In Memphis, of course, more than 63 percent of voters demanded the opportunity to use ranked choice voting in municipal elections, and pushed back against an appeal effort by the city council.
But plenty of other victories arrived nationwide. Voters approved ballot questions that will help rein in extreme partisan gerrymandering, restore voting rights to citizens who have completed a felony sentence, and expand the use of same-day voter registration.
Anti-gerrymandering measures were on the ballot in four states -- and all appear to have passed. Victories were overwhelming in Michigan, Missouri and especially Colorado, where support surpassed 70 percent. Redistricting reform holds a narrower edge in Utah, with almost 80 percent of the vote counted.
Each initiative creates a slightly different process. Missouri will add a state demographer to draw non-partisan lines and add competitiveness and partisan balance as goals. Michigan and Colorado will create independent commissions of Democrats, Republicans and independents outside the political process. Utah’s proposal would put an advisory commission appointed by political leaders in charge, creating a layer of distance between politicians and the maps, but not removing the legislature entirely.
Colorado and Utah’s efforts involved bipartisan compromise to craft a new system. In Michigan and Missouri, grass-roots activists collected hundreds of thousands of signatures to place the initiatives on the ballot, then both survived dramatic legal challenges in state supreme court.
Florida, meanwhile, may have passed the most dramatic reform. The state voted to restore voting rights to more than 1.4 million convicted felons who have completed their sentence.

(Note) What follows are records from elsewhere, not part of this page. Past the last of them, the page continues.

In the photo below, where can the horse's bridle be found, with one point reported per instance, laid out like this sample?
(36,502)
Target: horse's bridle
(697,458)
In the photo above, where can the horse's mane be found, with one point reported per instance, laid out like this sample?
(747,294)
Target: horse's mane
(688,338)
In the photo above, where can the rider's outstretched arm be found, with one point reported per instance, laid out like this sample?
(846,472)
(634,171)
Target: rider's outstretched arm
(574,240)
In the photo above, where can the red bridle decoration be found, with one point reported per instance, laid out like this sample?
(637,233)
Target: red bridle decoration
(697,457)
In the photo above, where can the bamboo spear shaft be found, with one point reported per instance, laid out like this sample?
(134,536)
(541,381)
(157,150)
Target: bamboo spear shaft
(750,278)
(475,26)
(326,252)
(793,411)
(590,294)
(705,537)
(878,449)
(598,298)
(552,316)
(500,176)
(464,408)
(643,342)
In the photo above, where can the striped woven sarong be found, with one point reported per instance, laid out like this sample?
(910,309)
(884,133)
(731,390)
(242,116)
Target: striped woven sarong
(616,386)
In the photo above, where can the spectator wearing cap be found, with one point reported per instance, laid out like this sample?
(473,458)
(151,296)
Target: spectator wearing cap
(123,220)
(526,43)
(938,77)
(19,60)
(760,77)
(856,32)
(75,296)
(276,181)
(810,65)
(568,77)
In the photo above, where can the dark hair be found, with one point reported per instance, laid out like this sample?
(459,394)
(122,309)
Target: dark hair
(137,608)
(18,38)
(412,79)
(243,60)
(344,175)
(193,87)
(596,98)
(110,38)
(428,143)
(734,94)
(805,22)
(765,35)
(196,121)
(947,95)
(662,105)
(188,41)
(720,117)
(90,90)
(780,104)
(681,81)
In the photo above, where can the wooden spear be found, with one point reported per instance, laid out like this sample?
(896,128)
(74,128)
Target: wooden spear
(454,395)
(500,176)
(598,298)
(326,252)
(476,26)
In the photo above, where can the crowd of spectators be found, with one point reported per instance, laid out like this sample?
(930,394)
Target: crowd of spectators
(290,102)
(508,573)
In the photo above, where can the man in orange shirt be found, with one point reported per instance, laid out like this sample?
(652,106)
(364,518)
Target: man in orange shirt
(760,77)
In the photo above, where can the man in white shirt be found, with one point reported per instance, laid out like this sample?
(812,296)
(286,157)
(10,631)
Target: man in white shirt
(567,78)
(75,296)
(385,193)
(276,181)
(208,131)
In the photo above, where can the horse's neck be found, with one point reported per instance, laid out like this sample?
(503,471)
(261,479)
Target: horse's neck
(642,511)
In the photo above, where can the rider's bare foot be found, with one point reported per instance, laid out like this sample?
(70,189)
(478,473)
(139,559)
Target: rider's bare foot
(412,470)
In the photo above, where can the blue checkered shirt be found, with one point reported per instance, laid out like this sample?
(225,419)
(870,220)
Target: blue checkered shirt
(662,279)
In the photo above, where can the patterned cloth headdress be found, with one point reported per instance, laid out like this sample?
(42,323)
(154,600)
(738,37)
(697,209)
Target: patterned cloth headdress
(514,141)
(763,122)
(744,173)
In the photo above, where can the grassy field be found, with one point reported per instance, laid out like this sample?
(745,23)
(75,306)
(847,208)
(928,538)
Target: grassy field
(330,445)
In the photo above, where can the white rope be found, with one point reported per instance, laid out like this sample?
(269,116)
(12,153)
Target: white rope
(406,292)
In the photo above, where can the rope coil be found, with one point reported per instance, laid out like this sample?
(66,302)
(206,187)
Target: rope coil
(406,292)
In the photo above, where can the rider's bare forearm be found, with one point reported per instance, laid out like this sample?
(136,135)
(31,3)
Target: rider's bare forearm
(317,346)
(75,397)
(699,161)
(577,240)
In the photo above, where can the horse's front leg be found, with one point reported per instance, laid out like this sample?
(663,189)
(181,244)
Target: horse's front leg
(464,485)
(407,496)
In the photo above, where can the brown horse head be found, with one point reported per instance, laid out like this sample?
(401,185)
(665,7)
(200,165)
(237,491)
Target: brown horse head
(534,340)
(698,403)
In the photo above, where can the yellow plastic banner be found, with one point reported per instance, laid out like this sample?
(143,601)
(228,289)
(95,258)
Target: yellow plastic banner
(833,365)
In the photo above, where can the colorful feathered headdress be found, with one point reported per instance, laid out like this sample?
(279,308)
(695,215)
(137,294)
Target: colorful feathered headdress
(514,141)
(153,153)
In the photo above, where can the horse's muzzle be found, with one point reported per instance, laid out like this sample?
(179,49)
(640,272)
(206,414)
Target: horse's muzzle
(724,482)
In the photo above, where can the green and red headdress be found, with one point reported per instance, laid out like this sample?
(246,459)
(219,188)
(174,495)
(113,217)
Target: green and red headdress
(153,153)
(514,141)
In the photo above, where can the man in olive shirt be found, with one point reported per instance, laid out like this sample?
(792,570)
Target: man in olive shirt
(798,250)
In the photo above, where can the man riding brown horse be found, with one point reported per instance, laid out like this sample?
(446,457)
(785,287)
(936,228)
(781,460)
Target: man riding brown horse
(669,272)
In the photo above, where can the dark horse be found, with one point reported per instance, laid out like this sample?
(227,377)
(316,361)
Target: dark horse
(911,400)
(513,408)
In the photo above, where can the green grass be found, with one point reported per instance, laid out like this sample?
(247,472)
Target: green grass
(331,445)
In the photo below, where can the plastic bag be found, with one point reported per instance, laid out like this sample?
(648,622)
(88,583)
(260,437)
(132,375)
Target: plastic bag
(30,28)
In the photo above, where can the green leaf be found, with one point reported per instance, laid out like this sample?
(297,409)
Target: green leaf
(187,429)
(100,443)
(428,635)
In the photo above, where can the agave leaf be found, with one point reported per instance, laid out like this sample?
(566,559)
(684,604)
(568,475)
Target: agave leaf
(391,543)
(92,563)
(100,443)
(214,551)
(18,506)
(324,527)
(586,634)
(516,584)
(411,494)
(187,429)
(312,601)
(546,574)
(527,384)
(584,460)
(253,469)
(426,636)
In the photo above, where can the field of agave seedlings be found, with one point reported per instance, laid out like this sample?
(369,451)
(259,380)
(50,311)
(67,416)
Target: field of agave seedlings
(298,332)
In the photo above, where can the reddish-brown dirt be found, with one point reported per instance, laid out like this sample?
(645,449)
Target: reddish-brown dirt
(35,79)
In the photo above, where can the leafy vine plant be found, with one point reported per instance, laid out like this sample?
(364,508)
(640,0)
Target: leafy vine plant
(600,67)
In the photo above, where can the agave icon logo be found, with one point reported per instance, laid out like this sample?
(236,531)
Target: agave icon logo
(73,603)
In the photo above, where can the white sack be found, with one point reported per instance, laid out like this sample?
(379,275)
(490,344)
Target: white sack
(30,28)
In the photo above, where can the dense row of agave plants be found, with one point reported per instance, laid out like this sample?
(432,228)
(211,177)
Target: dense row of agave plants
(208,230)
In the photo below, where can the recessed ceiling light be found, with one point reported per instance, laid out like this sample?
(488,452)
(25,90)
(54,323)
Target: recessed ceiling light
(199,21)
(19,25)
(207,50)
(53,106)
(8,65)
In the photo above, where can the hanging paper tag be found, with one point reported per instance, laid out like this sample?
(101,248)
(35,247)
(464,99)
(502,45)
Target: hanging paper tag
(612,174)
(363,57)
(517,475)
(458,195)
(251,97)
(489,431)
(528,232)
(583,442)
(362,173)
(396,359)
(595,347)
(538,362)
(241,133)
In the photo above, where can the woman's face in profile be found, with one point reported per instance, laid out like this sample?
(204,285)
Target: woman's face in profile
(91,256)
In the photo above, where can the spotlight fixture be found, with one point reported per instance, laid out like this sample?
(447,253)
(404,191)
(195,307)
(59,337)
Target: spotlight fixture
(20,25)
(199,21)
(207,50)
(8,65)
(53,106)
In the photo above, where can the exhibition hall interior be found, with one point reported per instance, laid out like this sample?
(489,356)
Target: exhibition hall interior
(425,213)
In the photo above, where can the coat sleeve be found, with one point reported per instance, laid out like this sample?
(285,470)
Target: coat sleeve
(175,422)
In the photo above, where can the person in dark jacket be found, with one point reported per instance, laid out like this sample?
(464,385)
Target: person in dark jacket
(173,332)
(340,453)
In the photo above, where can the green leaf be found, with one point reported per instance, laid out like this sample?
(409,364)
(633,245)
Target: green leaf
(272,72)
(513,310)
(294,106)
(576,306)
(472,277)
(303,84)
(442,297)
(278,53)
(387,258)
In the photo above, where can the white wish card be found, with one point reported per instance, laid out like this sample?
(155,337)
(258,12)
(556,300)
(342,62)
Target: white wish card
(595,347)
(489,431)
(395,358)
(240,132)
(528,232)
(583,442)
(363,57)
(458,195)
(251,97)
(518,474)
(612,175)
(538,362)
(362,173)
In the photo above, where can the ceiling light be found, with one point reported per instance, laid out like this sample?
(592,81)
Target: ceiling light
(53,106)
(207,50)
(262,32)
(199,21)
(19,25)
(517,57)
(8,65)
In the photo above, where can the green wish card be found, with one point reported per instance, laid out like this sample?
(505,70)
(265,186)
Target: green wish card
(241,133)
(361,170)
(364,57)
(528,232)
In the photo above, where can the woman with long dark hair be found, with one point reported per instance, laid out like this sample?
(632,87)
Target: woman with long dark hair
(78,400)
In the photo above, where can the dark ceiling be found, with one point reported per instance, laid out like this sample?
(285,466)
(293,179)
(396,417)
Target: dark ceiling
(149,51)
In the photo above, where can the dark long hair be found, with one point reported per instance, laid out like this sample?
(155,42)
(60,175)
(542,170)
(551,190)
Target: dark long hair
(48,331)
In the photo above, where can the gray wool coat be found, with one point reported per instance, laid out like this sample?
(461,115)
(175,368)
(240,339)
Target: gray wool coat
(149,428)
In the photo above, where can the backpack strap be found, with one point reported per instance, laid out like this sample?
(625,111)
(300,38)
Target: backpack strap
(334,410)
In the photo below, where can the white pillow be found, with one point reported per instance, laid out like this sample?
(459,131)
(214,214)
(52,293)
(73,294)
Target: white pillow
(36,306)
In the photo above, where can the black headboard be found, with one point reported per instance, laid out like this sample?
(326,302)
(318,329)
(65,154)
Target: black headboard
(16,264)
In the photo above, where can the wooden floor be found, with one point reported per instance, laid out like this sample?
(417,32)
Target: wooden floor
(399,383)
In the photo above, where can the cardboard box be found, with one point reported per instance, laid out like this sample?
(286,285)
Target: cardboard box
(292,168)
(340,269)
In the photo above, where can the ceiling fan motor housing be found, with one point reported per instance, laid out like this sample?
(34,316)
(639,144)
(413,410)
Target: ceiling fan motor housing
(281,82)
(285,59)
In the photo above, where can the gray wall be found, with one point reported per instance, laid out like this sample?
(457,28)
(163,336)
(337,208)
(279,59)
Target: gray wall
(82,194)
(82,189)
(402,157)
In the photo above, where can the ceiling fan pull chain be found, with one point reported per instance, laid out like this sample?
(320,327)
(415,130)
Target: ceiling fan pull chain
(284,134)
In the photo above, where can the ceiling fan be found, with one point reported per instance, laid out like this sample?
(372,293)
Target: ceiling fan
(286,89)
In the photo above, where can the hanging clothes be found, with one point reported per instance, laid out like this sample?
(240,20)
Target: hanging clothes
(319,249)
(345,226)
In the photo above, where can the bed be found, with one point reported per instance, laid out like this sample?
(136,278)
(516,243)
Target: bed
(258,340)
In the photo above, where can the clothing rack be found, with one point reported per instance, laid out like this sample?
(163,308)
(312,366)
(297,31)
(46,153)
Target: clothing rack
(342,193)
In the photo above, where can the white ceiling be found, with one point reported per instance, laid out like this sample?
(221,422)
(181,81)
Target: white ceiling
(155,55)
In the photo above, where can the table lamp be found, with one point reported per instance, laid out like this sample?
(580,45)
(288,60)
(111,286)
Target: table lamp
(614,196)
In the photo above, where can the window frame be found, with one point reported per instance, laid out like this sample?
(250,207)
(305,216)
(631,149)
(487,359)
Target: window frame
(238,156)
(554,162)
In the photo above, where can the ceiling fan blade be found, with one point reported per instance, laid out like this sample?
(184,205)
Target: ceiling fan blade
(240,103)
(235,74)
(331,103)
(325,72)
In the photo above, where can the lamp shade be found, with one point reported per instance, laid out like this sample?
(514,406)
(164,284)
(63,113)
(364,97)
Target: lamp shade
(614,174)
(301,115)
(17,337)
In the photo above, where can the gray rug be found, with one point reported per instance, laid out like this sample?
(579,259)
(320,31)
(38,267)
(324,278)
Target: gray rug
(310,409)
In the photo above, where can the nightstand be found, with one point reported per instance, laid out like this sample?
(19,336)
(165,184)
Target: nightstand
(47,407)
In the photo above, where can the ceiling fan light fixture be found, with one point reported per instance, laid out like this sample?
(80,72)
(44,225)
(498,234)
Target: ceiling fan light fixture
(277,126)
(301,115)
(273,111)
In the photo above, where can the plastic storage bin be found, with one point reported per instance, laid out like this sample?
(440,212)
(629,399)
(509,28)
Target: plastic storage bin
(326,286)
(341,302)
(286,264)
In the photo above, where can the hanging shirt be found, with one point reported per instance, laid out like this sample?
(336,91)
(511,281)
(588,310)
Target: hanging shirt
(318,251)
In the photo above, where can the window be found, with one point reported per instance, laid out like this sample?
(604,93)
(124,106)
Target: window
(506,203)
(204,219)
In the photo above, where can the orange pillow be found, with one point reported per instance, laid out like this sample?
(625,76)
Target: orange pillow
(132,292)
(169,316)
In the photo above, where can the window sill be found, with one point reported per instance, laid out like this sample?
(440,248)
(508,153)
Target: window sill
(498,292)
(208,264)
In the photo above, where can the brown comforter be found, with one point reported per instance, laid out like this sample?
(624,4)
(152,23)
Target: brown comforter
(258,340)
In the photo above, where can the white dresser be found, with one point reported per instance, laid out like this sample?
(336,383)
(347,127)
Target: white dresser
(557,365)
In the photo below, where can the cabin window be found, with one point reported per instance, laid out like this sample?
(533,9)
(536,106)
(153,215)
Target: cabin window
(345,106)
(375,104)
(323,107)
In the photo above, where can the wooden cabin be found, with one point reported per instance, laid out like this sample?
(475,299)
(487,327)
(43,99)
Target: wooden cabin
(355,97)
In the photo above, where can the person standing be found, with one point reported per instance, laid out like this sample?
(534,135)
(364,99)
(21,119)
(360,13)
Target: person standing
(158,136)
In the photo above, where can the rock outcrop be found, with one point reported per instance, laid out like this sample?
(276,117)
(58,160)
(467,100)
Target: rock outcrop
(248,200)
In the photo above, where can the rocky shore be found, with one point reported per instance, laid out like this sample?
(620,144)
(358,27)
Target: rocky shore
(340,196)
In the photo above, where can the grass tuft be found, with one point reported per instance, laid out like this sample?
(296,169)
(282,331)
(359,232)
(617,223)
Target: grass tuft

Florida had been home to the largest number of disenfranchised “returning citizens” of any state in the nation, and had one of the most restrictive procedures for having the right to vote reinstated -- a vestige of racist Jim Crow policies. The initiative needed 60 percent supermajority support to pass, but framed as an issue of fairness and second chances, drew wide support from voters across the political spectrum.
Finally, three states -- Maryland, Nevada and Michigan -- approved automatic voter registration, which will make it possible for citizens to show up at the polls on Election Day, register, and cast a ballot.
Questions of voter suppression formed the backdrop of the 2018 midterms: Voter purges whacked hundreds of thousands of voters off the rolls in many states, and restrictive new ID provisions in North Dakota, for example, drew criticism for requiring Native Americans to show ID with a street address, which most living on tribal land simply do not have. That makes this widespread support for an expansive democracy agenda -- from red states, blue states and purple states -- all the more important.